Singing to Freedom

This series of shots were taken in Tallinn, Estonia. We took our Mother and Sister there to explore, eat, drink and discover our Heritage. We travelled north to south, east to west and also to one of the islands. Estonia is still recovering after decades of Russian occupation after World War Two. Surprisingly, they (with the Finns) are one of the most connected countries, with close to 90% of Government, Public and Business on-line! If you ever have used Skype, it was created in Estonia! Cool, eh?

Now a bit about Estonia and its struggle for Freedom!


Thousand Singing in Unison

The Singing Revolution is a commonly used name for events between 1987 and 1991 that led to the restoration of the independence of Estonia. The term was coined by an Estonian activist and artist, Heinz Valk, in an article published a week after the June 10–11, 1988, spontaneous mass night-singing demonstrations at the Tallinn Song Festival Grounds. The Russians just did not know what to do – arrest the entire Country, send in Tanks? Hmmm

After Worls War II the Baltic States had been fully incorporated into the USSR after military occupation and annexation first in 1940 after a deal with the Germans and then again in 1944 when Germam campaigne against USSR fell apart. MUCH later Mikhail Gorbachev (Gorby) introduced “glasnost” (openness) and “perestokia” (restructuring) in 1985, hoping to stimulate the failing Soviet economy and encourage productivity, particularly in the areas of consumer goods, the liberalisation of co-operative businesses and the service economy. Glasnost rescinded limitations on political freedoms in the Soviet Union which led to problems within the non-Russian nations occupied in the build-up to war in the 1940s.


Displaying the Flag was Illegal for Decades!


Hitherto unrecognised issues previously kept secret by the Moscow government were admitted to in public, causing dissatisfaction within the Baltic States. Combined with the Russia’s war in Aghanistan and the Nuclear Disaster of Chernobyl, grievances were aired in a publicly explosive and politically decisive manner. Estonians were concerned about the demographic threat to their national identity posed by the influx of individuals from foreign ethnic groups to work on such large Soviet development projects as phosphate mining – time to take action but cleverly!

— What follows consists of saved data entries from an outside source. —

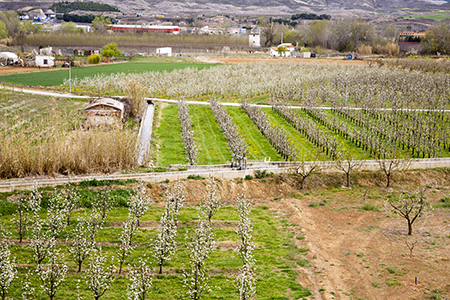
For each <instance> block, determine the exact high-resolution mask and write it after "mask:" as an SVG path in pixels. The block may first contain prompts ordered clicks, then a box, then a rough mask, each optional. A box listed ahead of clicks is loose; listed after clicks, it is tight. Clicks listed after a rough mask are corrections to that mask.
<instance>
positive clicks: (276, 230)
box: [0, 181, 310, 300]
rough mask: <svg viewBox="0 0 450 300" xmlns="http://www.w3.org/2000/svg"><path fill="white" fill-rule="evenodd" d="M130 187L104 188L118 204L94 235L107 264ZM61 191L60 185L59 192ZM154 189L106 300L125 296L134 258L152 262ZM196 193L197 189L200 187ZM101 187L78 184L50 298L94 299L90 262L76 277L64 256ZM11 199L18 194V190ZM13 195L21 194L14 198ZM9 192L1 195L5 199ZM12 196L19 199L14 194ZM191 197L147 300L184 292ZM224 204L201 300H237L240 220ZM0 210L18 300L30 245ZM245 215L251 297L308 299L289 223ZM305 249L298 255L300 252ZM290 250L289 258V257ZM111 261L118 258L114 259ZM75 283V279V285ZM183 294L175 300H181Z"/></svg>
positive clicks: (115, 246) (33, 276) (64, 238)
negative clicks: (102, 227)
mask: <svg viewBox="0 0 450 300" xmlns="http://www.w3.org/2000/svg"><path fill="white" fill-rule="evenodd" d="M185 184H186V185H198V184H200V185H201V186H203V184H202V182H201V181H197V183H195V182H192V181H191V182H186V183H185ZM135 187H136V184H134V183H128V184H126V183H119V184H118V185H117V184H116V185H114V186H112V187H110V188H109V189H110V191H111V193H112V196H113V197H115V199H116V202H115V203H116V204H115V206H114V207H113V209H112V210H111V211H110V213H109V214H108V217H107V219H106V222H105V225H104V226H103V228H102V229H101V230H100V231H99V232H98V234H97V237H96V242H97V246H98V247H101V248H102V251H103V253H105V254H106V255H107V262H108V264H110V262H111V258H112V257H113V256H116V259H117V253H118V252H119V244H120V234H121V232H122V228H121V227H122V223H123V222H124V221H125V220H126V219H127V216H128V208H127V207H126V206H127V203H128V201H129V199H128V198H129V196H127V195H128V193H131V192H132V190H133V189H135ZM63 188H65V187H59V188H58V189H63ZM161 188H162V187H160V186H159V185H158V186H154V187H152V188H149V189H148V190H147V191H148V193H150V194H152V195H153V196H152V199H153V200H154V202H153V203H152V204H151V205H150V206H149V208H148V210H147V212H146V213H145V214H144V215H143V216H142V218H141V225H140V227H139V228H138V230H137V232H136V233H135V235H134V236H133V241H132V242H133V247H134V248H133V250H132V251H131V253H130V254H129V256H128V257H127V259H126V261H125V264H124V273H123V274H122V275H117V274H115V275H114V277H115V280H114V282H113V284H112V286H111V288H110V289H109V290H108V291H107V292H106V294H105V298H107V299H125V298H126V287H127V285H128V284H129V276H128V272H129V268H130V266H131V265H132V262H133V263H136V262H137V260H138V258H139V257H142V256H143V255H147V256H148V257H151V254H150V251H149V247H150V246H149V243H150V242H151V240H152V238H153V237H154V236H155V235H156V232H157V228H158V226H159V219H160V217H161V215H162V214H163V212H164V210H165V209H164V198H163V197H161V196H160V195H159V194H161V195H162V192H161ZM199 189H201V188H200V187H199ZM101 190H102V188H100V189H98V188H92V187H77V191H78V192H79V193H80V194H81V195H82V197H81V199H80V201H79V205H80V206H79V208H78V209H77V210H76V211H75V212H74V213H73V215H72V217H71V219H70V222H71V225H70V226H68V227H66V228H65V229H64V230H63V231H62V233H61V235H60V238H59V240H58V246H57V247H58V249H59V250H60V251H61V252H62V253H63V254H64V258H63V262H64V263H66V264H67V265H68V267H69V272H68V274H67V277H66V280H65V281H64V282H63V284H62V286H61V288H60V289H59V290H58V292H57V295H56V299H63V298H66V299H75V298H76V293H77V285H78V286H79V288H78V290H79V293H80V296H82V297H84V298H90V297H92V296H91V295H92V293H91V292H90V291H89V290H88V287H87V283H86V273H85V272H86V267H87V266H88V265H89V258H88V259H87V261H86V262H84V263H83V268H82V271H81V273H77V266H76V265H75V263H74V262H73V261H72V260H71V259H70V258H69V255H68V245H70V244H71V238H72V232H73V230H74V228H75V226H76V224H77V220H78V218H79V217H83V218H85V217H86V216H89V215H90V214H91V209H90V208H86V207H89V206H90V205H91V204H92V202H91V201H92V199H93V198H95V197H96V195H98V194H99V193H100V192H101ZM42 192H43V193H44V194H45V195H46V196H44V200H45V201H44V202H45V203H46V201H47V200H46V199H48V197H49V196H50V195H51V194H52V193H53V192H54V191H53V190H52V189H47V190H45V189H44V190H42ZM16 194H17V193H16ZM18 194H19V195H22V194H20V193H18ZM10 196H11V195H10V194H1V197H2V198H5V199H6V197H10ZM13 197H17V196H13ZM189 199H192V200H190V201H193V202H190V203H189V204H188V205H186V206H185V207H184V208H182V209H181V210H180V212H179V218H178V222H179V226H178V233H177V237H176V242H177V245H178V246H177V250H176V253H175V255H174V258H173V260H171V261H169V262H167V263H165V264H164V266H163V274H162V275H159V274H157V271H156V268H153V269H155V271H154V275H155V276H154V279H153V286H152V288H151V290H150V293H149V294H150V295H151V296H150V298H151V299H181V298H183V297H182V296H181V293H182V291H183V286H182V275H181V273H182V270H183V266H184V265H185V264H186V262H187V254H188V252H187V250H186V248H185V243H186V240H185V239H186V234H187V233H188V232H192V231H193V230H194V229H195V226H196V224H197V222H198V218H199V217H198V215H199V206H198V205H197V203H198V201H200V199H199V197H196V196H194V195H190V196H189ZM222 201H224V202H225V206H224V207H222V208H220V210H219V211H218V213H217V215H216V216H214V217H213V220H212V227H213V230H214V233H215V241H216V245H217V247H216V249H215V250H214V251H213V253H212V255H211V257H210V258H209V259H208V261H207V264H206V268H207V269H208V273H209V274H210V277H211V282H210V285H211V287H212V291H211V292H208V293H206V294H205V297H204V299H224V298H226V299H239V296H238V293H237V291H236V289H235V286H234V284H235V276H236V274H237V270H238V268H239V267H240V266H241V264H242V263H241V261H240V259H239V257H238V256H237V254H236V252H235V247H236V245H237V244H238V236H237V235H236V233H235V228H236V226H237V222H238V214H237V211H236V207H235V206H234V205H233V204H232V203H233V201H234V200H233V199H223V200H222ZM3 204H4V205H3V206H2V207H1V208H0V209H2V214H3V215H2V226H3V229H6V230H9V231H10V232H12V239H13V241H14V245H12V246H11V252H12V253H13V255H14V256H15V257H16V263H17V264H18V271H19V273H18V278H17V279H16V280H15V281H14V282H13V284H12V286H11V288H10V291H9V293H8V295H9V296H10V297H12V298H14V299H16V298H20V295H21V293H22V284H23V282H24V281H25V274H26V273H27V270H34V269H35V268H36V265H35V264H33V263H32V261H33V257H32V253H31V250H30V248H29V247H28V246H27V245H28V244H29V240H28V239H25V240H24V242H23V244H19V243H18V240H17V238H18V235H17V231H16V229H15V227H14V226H13V223H12V221H11V220H12V216H11V212H12V211H14V209H11V210H10V211H9V212H8V211H6V210H5V207H8V205H9V206H12V207H14V204H12V203H11V202H9V201H6V202H5V200H4V201H3ZM46 214H47V209H46V208H43V209H42V210H41V213H40V216H41V217H42V218H45V217H46ZM250 218H251V220H252V222H253V226H254V233H253V239H254V241H255V243H256V245H257V246H256V249H255V259H256V265H255V271H256V274H257V280H258V281H257V282H258V283H257V294H256V297H257V298H258V299H274V298H276V297H280V296H282V297H286V298H297V299H298V298H301V297H303V296H308V295H309V294H310V293H309V291H308V290H307V289H305V288H303V287H302V286H301V285H299V284H298V279H297V277H298V276H299V271H298V269H297V259H300V258H302V254H299V255H292V253H293V252H295V251H296V250H297V251H298V248H297V246H296V245H295V244H294V241H295V238H294V236H295V237H298V238H300V237H301V236H299V235H296V234H294V232H293V231H292V230H291V229H290V226H291V225H290V223H289V222H288V221H287V217H286V216H285V215H283V214H279V213H276V212H274V211H272V210H270V209H268V207H267V206H264V205H260V204H257V205H255V206H253V207H252V211H251V214H250ZM305 252H307V250H306V251H305V250H303V252H299V253H305ZM289 253H291V254H289ZM116 263H117V260H116ZM78 280H80V282H78ZM31 286H33V287H35V288H36V294H35V296H36V299H39V300H40V299H47V296H46V295H45V294H44V293H43V291H42V290H41V289H40V288H39V286H40V281H39V280H38V278H37V276H32V277H31ZM180 297H181V298H180Z"/></svg>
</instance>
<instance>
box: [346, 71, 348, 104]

Dude, Careful with that Torch!


Access to Western empire communities abroad and, particularly in Estonia, informal relations with Finland and access to Finnish TV showing the Western lifestyle also contributed to widespread dissatisfaction with the Soviet system and provoked mass demonstrations as repression on dissidents, nationalists, religious communities and ordinary consumers eased substantially towards the end of the 1980s.




Massive demonstrations against the Soviet regime began after widespread liberalisation of the regime failed to take into account national sensitivities. It was hoped by Moscow that the non-Russian nations would remain within the USSR despite the removal of restrictions on freedom of speech and national icons (such as the local pre-1940 flags). However the situation deteriorated to such an extent that by 1989 there were campaigns aimed at freeing the nations from the Soviet Union altogether!

Now, even years after Liberation, Estonia is still fighting hard to rebuild after Decades of Soviet occupation and plundering. The lanscape is littered with Millitary Bunkers, collapsed Barracks, strange centrallized heat and water distributions systems. When the Soviets departed the took whatever they could including Art, toilets and door knobs!

Now, Estonia is now also part of the European Economic Union and has been recognized as one of the most progressive and innovative Democracies! Amazing what a bit of Freedom can do!

Thanks for visiting our humble Photoblog – Kathleen and Erik

If you have any questions or would like a print, just drop us an email at


4 responses

  1. Great story and supporting images Erik. I’m sure those who have suffered for their freedom will appreciate it more than those of us who take it for granted! Good stuff bud!

    January 22, 2012 at 11:44 am

    • Thanks Jim! My parents couldn’t even go back to their home country until after the Russians left. You see, they “left” without Russian permission after WWII and would have been tossed in Jail, sent to a Gulag etc.

      January 22, 2012 at 5:40 pm

  2. We saw the documentary on this great event you guys talk about here Erik, and I have to say it was one of the most important and profound pieces we’ve seen all year. A truly epic story, to say the very least. I just love, love, love your blog post here… such fabulous images, but you’ve also really woven the story quite nicely into the whole thing bringing it to life for everyone to take in. This is a very important story, in my humble opinion, and I think that your post here really does a top drawer job of bringing it to light.